N’oublions pas les usines-pilotes, puis les usines-prototypes, les réacteurs-démonstrateurs avant que les réacteurs-brûleurs ne soient construits en grande taille et en grande quan­ti­té. Tout cela nous parait d’une com­plexi­té jamais éga­lée, met­tant en jeu toutes sortes de rayon­ne­ments.

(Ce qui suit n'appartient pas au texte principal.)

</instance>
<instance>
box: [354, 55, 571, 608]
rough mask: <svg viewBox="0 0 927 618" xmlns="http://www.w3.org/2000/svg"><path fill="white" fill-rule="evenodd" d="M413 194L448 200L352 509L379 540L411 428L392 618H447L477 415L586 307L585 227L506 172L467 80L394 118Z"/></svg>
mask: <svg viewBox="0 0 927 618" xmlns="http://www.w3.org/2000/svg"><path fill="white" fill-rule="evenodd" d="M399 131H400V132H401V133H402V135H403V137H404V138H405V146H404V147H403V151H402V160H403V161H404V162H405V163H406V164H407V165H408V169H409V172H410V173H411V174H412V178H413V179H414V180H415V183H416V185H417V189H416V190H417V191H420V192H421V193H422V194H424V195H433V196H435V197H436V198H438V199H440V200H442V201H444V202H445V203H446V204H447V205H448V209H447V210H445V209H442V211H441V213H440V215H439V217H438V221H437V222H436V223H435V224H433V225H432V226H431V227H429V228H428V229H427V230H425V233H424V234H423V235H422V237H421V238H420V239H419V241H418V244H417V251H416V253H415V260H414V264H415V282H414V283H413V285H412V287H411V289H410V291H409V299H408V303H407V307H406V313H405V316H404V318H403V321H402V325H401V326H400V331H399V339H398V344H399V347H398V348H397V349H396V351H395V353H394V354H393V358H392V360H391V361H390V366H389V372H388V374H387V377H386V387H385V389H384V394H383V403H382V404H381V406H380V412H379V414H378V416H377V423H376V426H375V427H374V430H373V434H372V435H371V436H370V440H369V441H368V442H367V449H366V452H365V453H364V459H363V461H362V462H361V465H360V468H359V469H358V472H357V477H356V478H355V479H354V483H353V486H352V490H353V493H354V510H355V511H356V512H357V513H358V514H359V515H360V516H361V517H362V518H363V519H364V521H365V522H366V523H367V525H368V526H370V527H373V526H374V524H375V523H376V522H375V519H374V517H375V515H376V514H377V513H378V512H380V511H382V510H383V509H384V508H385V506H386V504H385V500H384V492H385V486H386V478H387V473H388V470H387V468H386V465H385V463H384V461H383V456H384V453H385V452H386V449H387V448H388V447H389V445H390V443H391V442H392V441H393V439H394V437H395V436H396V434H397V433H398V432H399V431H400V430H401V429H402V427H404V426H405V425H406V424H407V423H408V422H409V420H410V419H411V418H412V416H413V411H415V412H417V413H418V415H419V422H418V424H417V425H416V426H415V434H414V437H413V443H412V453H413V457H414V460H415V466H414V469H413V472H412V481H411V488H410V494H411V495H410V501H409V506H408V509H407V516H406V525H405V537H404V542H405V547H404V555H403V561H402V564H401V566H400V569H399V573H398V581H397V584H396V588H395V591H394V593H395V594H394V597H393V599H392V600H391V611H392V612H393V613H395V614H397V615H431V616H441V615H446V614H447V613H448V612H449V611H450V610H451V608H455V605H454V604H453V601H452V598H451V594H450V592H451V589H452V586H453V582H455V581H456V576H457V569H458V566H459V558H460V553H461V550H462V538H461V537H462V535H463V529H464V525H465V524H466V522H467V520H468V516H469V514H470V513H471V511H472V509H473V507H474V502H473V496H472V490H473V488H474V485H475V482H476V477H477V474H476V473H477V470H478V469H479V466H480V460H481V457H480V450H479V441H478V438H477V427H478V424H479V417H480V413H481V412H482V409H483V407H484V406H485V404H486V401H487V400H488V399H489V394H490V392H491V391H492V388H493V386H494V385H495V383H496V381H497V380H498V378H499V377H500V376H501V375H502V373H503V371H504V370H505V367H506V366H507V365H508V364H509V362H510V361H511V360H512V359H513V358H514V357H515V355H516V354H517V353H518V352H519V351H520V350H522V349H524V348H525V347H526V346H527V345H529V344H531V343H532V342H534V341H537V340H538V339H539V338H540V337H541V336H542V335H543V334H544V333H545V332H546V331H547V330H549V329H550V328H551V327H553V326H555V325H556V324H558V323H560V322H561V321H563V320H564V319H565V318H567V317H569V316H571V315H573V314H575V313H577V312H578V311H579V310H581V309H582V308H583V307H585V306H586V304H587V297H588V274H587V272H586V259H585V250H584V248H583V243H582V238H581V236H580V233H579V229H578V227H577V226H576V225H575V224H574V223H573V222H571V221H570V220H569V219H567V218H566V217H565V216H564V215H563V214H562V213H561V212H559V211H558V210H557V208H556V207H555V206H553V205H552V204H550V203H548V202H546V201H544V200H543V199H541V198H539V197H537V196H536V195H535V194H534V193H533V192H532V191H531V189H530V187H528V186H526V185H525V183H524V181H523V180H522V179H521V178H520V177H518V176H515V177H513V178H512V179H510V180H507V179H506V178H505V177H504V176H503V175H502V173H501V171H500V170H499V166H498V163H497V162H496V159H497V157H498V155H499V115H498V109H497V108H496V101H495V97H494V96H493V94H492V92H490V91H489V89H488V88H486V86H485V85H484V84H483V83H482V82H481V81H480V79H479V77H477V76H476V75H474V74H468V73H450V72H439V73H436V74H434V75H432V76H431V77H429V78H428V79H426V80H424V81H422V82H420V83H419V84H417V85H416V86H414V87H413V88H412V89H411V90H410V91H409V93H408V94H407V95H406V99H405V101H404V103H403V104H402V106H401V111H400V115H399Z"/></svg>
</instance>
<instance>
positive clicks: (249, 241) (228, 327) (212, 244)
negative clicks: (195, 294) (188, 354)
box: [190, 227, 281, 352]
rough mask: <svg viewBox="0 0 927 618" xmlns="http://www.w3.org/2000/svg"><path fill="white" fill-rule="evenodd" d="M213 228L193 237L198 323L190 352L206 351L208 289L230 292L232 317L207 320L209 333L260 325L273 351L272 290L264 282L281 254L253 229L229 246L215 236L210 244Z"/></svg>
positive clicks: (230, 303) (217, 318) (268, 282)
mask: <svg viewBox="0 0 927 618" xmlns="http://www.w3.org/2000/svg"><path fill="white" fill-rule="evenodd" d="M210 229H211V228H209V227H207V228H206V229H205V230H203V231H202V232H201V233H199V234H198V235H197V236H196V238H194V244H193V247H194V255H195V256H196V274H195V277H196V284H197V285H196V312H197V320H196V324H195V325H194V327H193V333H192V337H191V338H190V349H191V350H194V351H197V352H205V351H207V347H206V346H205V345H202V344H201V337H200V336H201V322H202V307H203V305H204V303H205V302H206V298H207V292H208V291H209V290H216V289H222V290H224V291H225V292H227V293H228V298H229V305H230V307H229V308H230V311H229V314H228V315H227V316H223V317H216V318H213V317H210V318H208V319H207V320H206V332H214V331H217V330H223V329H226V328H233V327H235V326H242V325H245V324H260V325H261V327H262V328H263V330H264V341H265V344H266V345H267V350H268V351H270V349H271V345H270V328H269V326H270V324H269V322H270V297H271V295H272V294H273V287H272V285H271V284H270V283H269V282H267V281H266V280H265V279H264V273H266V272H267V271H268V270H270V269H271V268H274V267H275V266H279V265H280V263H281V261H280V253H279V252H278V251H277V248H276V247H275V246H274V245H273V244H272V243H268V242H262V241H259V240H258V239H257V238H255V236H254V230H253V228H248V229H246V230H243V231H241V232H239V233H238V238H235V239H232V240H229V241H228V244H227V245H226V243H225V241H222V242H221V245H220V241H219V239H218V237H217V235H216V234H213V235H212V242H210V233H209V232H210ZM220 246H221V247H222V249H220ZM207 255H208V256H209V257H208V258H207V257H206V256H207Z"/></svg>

Ce parc nucléaire contien­drait tant de corps radio­ac­tifs aux mul­tiples risques poten­tiels qu’il fau­drait le pro­té­ger, le gar­der comme une cita­delle mili­taire, y com­pris du des­sus. Et que dire des ser­vi­tudes des tra­vailleurs qui devraient y entrer et en sor­tir chaque jour, et des trans­ports de corps radio­ac­tifs inévi­tables qui péné­tre­raient et sor­ti­raient ?”

Il appa­raît donc que cette “4ème géné­ra­tion”, à sup­po­ser qu’elle soit un jour mise au point, serait loin de régler les pro­blèmes de l’humanité et la plon­ge­rait au contraire au cœur d’un véri­table cau­che­mar. Ce sys­tème glo­bal serait basé sur l’utilisation mas­sive du plu­to­nium, avec d’incommensurables dan­gers en terme de rejets dans l’environnement, de démul­ti­pli­ca­tion des trans­ports, de risques d’attentats, ain­si que de pro­li­fé­ra­tion à des fins mili­taires.